My idea was, pulling is done with the other four fingers, using one or two of them for controled braking is difficult to distinguish from the impulse of all 4 wanting to grip an pull when going through rough terrain.
Pushing could be done through good shape of grip, many tools like saws, power drills and other stuff have very good shapes as examples.
So, my thinking is to find out wether my thumb is doing something important already without me noticing it. If so, it wouldn’t work to use the thumb for braking.
If for my riding the thumb is so far unemployed, there would be enough strength for braking and propably good control to apply pressure aproprietly.
I’m courious to find a way to try this out, maybe changing brake-orientation 180°, but so far I havent started to go practical.
I would like to know if it is more intuitive to let my thumb do a differentiated job then braking with my index and/or middle finger.
The reverse brake lever technique that everyone uses seems super weird to me. I don’t know how people get leverage to pull up on the handle or manage to not crush their fingers. The 90 degree fitting sounds interesting but I would rip out the cable inside a week. I have some pretty hard UPDs and the handle has a tendency to twist in loose terrain. I’ve hit my knee a bunch of times with my handle as minimal and narrow as it is. My new wheel is only a couple weeks old and I’ve already knocked it out of true and tension.
P.S. I figured I might as well link to part 2 of my handle video.
I have purchased mine at my local bike (unicycle part supply) store, and several off of ebay. I even got one to fit my old coda brake lever off ebay. It will help to know the threads on the existing fitting, but most are already waiting there for you.
Update:
with a bunch of used bar ends and some cutting and readjusting I went today for my first ride with the brake in position for the thumb. I’m not yet satisfied with the setup, I need to visit the bike-shop for more material to experiment with, but in general it worked.
When I have a solution I’m ok with pictures will come.
My idea is to ride like this for maybe a month or two, so I will get used to this, and then change back to normal braking position to see what it will feel like in comparison.

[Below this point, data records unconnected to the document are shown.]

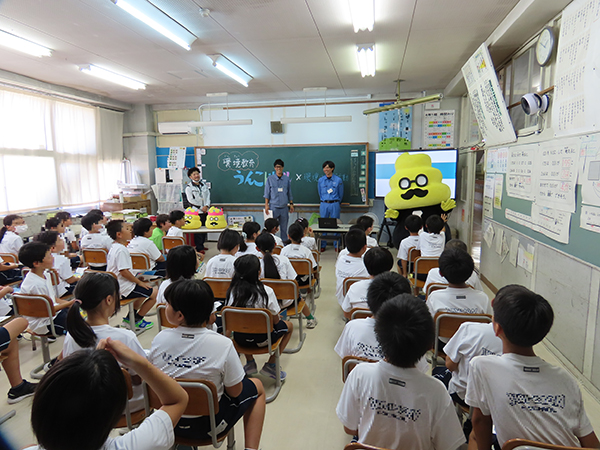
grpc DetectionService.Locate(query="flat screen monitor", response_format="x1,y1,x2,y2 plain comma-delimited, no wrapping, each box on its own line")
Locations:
375,149,458,198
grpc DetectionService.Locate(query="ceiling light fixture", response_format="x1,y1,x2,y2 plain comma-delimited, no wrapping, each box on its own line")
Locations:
348,0,375,33
208,53,253,87
111,0,196,50
356,44,375,78
79,64,146,90
0,30,52,58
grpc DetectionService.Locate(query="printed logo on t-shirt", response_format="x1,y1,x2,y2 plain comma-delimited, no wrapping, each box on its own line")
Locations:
367,397,421,422
506,392,565,413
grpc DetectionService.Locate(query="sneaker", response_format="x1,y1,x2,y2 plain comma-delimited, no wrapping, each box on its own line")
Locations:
7,380,37,405
244,359,258,375
260,363,287,381
135,319,154,330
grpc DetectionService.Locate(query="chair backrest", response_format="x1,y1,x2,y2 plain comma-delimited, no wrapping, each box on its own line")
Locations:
350,308,373,320
342,355,377,383
163,236,185,252
82,248,108,265
342,277,369,297
131,253,152,270
433,311,492,338
204,277,231,298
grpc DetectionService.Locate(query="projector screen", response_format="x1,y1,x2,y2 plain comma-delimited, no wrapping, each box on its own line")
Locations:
375,149,458,198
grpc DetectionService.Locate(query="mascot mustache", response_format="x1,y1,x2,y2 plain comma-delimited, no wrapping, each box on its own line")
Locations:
400,188,429,200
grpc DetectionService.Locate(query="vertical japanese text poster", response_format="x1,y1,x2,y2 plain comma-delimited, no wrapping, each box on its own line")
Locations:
423,110,455,149
462,43,517,146
552,0,600,136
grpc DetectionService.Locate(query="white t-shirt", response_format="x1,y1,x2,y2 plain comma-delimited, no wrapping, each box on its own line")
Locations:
62,325,146,412
52,253,73,297
148,327,245,399
423,267,483,292
444,322,502,400
465,353,594,447
0,230,23,256
335,255,370,306
106,242,135,297
336,361,465,450
417,230,446,257
398,236,419,261
342,278,373,312
167,225,183,237
21,272,57,334
25,410,175,450
205,254,236,279
127,236,162,269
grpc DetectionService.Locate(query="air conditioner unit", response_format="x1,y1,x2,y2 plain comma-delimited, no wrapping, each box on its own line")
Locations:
158,122,196,134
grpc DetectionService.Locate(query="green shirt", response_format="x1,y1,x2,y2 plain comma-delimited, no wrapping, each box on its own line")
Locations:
150,227,165,252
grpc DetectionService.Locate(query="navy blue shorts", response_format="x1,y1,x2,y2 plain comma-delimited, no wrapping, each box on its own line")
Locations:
233,320,288,348
174,378,258,439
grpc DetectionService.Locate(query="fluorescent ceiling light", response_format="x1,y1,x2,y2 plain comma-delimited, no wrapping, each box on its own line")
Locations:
112,0,196,50
348,0,375,33
356,44,375,78
208,54,253,87
0,30,52,57
79,64,146,90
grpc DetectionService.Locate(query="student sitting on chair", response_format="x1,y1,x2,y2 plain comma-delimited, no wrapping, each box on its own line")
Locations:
423,239,483,292
127,217,166,277
33,231,79,298
336,294,465,450
62,272,146,412
19,242,73,335
148,280,265,449
465,285,600,450
81,213,113,272
205,228,242,279
256,232,318,329
27,338,188,450
106,220,157,330
398,214,423,277
342,247,394,319
335,228,370,306
427,248,492,349
227,255,293,381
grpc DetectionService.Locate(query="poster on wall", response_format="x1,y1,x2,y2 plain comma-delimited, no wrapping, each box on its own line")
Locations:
462,43,517,146
423,110,455,150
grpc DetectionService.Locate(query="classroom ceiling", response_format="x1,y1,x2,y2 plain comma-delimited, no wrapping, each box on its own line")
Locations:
0,0,568,105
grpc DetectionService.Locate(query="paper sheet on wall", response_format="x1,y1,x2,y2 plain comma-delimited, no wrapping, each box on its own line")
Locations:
494,173,504,209
531,203,571,244
579,206,600,233
462,43,517,146
552,0,600,136
483,174,496,219
535,138,580,212
506,144,539,200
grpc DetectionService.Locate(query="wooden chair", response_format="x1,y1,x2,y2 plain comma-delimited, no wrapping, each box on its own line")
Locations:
431,311,492,370
13,294,58,380
342,355,377,383
288,258,317,314
143,378,235,450
261,278,306,353
221,306,282,403
163,236,185,255
350,308,373,320
156,303,177,333
409,256,439,295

I`m planning to move the grip closer to the saddle, but so far this is a setup I like to ride, with the material I have. It’s quite a puzzle with those bar ends and their odd angles and shapings to place things the way you want them to …
I wonder why you feel the need to use the “one” thumb that allows you to grip very solid to the handle instead of using one of the “four” (or more) fingers to operate the brake while your opposing thumb is left to do what it’s best at?
I can brake with any one or several of my four fingers with absolute control all while maintaining a solid grip on the handle.
While braking with your thumb, your grip is surely compromised.
Well, I’m not even near having absolute control, so I go for every help (or imagination of) I can find
Why I started this?
because I had the thought and wanted to know what it would be like
because at the moment for me it feels like gripping the bar for ride-control and working the lever with any of my 4 fingers for brake-control are conflicting activities. For the last months I felt somewhat stressed by this and found that for the practice I had the progress seemed little, so I would like to try a different approach.
Thanks for the comment about thumb braking and grip strength !
Made me think more into detail on that. To distinguish between base joint + the meaty part, wanting to optimise grip-design so this can maintain a firm hold on one side, and middle and distant joint to move for the brake lever. So I will keep that in mind when positioning the brake or thinking about other types of brake levers.